No es fácil mandar y templar a un albaserrada, y debe ser considerado en su justa medida el esfuerzo y la capacidad de aquellos toreros que lo intentan de verdad y no lo consiguen. Hay que hacerlo para evitar los agravios comparativos que se producen cuando un noble toro comercial mete la cabeza y la plaza parece volverse loca ante una tanda de muletazos que esconden, por lo general, la calidad del toro y destacan sobremanera las condiciones de la figura moderna. Entonces, todos nos volvemos toreristas.
No es justo.
La exigencia no debe ser parcial. Reconocer la emoción del toro fiero no debe ocultar nunca la admiración hacia el héroe que se enfrenta a él.
La exigencia nunca debe estar reñida con el respeto.
Y algo más: cuando un toro manda a un torero a la enfermería no debe ser aplaudido en el arrastre, como ocurrió con ‘Español’, el adolfo que corneó gravemente a Manuel Escribano. ¿Por qué? Por respeto a la persona, al torero en este caso, más importante a los ojos del aficionado que el animal.

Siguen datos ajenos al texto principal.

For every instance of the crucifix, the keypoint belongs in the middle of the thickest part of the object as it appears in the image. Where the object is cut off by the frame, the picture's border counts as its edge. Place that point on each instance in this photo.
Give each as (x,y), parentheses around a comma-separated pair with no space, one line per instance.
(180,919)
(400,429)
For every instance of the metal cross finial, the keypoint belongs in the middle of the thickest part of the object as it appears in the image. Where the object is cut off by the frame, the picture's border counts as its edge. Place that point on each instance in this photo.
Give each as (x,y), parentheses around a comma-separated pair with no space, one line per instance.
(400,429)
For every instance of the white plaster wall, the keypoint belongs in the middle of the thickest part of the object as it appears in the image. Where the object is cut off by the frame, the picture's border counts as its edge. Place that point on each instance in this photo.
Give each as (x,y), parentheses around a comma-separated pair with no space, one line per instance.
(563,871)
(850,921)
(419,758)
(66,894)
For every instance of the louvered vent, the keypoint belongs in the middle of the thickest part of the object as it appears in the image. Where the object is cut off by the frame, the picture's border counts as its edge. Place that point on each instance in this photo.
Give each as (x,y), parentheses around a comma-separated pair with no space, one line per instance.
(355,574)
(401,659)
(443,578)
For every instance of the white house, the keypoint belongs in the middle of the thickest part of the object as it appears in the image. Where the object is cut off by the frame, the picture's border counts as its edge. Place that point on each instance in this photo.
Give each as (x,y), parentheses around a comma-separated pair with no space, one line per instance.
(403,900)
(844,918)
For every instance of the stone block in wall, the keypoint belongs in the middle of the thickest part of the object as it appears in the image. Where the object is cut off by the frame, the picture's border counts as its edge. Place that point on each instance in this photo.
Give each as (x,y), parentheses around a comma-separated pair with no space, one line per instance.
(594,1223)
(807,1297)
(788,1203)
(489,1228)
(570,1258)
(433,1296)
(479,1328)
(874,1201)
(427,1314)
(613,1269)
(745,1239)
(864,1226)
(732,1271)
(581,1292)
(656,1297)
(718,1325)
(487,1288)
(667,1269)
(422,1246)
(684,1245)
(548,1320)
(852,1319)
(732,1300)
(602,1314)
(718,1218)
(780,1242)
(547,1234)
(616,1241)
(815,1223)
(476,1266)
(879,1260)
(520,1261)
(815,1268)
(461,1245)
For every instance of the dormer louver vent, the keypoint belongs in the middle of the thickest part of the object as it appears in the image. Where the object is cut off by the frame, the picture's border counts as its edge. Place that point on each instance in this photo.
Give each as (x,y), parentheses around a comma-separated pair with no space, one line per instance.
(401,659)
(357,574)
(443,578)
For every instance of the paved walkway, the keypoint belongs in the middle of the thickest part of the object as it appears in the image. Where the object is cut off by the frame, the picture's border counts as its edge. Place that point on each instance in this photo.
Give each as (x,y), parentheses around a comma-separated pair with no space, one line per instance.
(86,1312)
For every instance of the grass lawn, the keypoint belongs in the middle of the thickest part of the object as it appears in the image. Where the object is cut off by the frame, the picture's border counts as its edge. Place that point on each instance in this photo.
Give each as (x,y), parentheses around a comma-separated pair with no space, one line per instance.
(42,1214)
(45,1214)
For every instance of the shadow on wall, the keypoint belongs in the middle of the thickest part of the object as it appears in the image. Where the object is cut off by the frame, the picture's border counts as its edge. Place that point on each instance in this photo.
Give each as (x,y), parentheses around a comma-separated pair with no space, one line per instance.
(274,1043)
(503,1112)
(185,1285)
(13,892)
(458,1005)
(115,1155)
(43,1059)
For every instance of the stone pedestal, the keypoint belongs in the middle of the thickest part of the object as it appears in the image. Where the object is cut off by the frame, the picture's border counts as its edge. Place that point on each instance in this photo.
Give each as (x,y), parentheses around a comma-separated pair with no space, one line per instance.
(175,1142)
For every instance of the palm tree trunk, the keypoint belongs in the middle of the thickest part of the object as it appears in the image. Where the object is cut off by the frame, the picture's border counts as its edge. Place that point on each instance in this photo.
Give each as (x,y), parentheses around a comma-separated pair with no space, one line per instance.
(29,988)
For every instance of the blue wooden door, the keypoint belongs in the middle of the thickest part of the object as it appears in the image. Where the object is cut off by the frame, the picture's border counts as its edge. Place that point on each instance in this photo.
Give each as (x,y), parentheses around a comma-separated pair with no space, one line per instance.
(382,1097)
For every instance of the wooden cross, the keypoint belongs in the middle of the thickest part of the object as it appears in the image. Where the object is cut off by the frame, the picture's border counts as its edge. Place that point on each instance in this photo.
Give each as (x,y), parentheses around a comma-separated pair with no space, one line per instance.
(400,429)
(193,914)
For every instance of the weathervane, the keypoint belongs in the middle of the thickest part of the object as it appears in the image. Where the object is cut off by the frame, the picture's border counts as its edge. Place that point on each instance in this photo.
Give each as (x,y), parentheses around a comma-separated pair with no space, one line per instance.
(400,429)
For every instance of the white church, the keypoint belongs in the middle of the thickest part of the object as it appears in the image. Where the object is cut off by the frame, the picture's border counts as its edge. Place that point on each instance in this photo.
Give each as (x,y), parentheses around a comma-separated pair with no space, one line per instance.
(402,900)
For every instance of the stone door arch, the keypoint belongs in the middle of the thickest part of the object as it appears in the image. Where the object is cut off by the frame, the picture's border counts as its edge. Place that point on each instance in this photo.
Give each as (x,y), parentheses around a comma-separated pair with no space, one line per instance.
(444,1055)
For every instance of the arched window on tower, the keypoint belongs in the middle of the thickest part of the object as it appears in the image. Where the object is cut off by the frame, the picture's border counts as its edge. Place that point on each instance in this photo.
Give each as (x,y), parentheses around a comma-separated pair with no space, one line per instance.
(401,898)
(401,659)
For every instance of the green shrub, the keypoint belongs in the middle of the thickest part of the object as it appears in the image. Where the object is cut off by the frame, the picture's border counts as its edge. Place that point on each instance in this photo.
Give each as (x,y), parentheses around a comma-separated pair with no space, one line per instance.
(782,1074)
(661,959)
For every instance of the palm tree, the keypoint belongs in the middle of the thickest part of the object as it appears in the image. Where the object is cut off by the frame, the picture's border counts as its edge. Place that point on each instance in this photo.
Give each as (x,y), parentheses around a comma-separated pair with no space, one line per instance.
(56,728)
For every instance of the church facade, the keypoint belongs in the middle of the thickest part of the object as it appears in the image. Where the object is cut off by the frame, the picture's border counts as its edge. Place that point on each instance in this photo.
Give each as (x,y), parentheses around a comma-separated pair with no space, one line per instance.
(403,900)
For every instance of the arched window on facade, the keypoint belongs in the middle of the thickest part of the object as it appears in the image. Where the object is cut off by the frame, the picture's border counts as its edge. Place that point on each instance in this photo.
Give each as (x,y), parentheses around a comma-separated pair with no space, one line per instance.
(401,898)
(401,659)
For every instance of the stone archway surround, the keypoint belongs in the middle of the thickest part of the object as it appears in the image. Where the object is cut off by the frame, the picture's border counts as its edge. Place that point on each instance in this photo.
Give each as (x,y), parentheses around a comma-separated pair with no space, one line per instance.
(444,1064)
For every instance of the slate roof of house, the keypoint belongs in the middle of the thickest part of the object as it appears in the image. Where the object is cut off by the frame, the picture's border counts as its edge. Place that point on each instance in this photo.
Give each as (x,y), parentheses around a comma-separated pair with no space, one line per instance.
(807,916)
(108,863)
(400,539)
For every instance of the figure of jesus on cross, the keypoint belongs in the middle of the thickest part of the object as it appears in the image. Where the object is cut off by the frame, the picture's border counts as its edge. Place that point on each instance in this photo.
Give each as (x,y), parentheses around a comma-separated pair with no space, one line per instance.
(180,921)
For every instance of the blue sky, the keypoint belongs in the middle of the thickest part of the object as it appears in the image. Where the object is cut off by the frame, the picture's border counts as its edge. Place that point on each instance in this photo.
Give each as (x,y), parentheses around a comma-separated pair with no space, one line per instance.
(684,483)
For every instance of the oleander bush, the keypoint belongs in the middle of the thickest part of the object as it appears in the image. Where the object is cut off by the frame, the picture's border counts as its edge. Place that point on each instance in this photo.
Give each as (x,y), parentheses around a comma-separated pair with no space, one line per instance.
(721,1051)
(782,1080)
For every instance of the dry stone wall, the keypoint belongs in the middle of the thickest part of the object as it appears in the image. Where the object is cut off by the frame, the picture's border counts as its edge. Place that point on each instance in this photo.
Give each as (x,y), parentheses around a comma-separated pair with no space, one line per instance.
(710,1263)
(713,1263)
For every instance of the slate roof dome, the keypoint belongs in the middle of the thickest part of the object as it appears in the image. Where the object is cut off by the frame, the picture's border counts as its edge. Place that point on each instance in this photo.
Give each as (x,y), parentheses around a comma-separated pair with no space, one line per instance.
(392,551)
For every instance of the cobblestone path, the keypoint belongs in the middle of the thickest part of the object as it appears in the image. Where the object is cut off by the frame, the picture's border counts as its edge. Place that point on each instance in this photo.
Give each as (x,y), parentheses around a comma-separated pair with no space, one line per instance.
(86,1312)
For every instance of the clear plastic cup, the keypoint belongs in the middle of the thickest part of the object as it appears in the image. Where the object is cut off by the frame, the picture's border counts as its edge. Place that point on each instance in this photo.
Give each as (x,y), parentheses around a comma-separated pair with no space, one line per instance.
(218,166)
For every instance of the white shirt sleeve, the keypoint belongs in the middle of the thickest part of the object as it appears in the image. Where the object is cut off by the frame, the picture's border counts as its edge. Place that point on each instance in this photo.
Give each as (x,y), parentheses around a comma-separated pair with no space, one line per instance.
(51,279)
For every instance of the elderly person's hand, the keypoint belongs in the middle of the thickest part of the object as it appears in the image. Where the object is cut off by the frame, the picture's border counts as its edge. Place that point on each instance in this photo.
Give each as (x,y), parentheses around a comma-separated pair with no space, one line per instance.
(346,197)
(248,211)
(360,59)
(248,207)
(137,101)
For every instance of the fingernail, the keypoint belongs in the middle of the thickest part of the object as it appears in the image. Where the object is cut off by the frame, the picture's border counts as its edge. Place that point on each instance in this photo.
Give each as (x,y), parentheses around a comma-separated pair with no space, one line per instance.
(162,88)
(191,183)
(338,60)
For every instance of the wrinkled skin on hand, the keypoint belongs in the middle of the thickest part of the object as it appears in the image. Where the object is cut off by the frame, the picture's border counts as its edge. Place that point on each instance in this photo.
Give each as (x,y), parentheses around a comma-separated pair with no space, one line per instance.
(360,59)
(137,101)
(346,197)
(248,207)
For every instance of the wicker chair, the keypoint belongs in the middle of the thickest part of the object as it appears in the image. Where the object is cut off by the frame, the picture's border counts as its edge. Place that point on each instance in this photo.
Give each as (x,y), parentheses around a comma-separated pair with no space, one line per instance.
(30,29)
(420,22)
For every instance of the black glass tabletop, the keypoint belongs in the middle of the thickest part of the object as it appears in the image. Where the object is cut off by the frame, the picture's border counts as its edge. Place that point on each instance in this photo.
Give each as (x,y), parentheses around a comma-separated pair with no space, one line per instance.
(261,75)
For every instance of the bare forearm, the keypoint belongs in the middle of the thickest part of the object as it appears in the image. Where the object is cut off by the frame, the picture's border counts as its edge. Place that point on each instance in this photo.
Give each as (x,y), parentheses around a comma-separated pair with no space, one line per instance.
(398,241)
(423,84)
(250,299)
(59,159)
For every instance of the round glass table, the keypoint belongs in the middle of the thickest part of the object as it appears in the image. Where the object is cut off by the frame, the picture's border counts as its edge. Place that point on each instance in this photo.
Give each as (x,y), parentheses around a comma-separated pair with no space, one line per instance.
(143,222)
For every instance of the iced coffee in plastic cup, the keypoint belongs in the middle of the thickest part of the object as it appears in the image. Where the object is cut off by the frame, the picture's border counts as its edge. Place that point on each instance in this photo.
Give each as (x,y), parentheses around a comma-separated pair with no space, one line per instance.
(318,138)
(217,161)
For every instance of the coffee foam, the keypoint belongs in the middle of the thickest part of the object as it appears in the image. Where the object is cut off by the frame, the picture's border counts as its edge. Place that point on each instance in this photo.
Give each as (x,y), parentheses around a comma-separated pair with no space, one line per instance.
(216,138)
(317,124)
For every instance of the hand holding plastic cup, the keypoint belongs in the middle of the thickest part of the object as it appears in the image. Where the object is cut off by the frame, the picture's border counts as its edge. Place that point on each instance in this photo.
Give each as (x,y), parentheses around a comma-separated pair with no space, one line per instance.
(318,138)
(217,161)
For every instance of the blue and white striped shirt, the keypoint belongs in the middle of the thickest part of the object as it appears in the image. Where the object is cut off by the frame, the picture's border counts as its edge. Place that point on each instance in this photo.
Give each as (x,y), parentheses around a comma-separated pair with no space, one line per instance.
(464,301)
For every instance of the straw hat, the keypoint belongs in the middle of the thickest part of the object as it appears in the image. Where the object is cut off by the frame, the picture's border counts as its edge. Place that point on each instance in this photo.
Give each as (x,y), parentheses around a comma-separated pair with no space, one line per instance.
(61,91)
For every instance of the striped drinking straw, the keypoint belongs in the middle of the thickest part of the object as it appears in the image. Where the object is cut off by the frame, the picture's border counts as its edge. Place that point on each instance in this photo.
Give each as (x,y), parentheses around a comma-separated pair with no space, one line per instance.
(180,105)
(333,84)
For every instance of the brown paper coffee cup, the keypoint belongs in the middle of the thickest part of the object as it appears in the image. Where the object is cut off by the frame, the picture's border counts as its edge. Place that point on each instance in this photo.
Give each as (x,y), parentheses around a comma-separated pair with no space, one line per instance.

Después, están las excepciones, los que son víctimas de su estulticia o del alcohol; los que lo mismo lanzan ‘vivas a España’ que insultan a un torero o aplauden sin motivo suficiente a un toro simplemente fiero.
Conclusión: “Sin un mínimo de exigencia, la fiesta de los toros no tiene sentido”, mantiene el crítico Andrés Amorós. Y es una verdad absoluta.
Bienvenida la exigencia con la empresa, con los toros y con los toreros, y la protesta ruidosa contra un presidente errático. Gracias a ella, quizá, la fiesta aún persiste.
Pero bienvenido sea el respeto.
La afición de Madrid no es sádica, ni insensible. La afición es exigente, que no es poco.
Están, sí, algunos, pocos, desalmados, que, alentados por el alcohol, braman contra el sentido común; pero esos no son aficionados. Solo son cafres.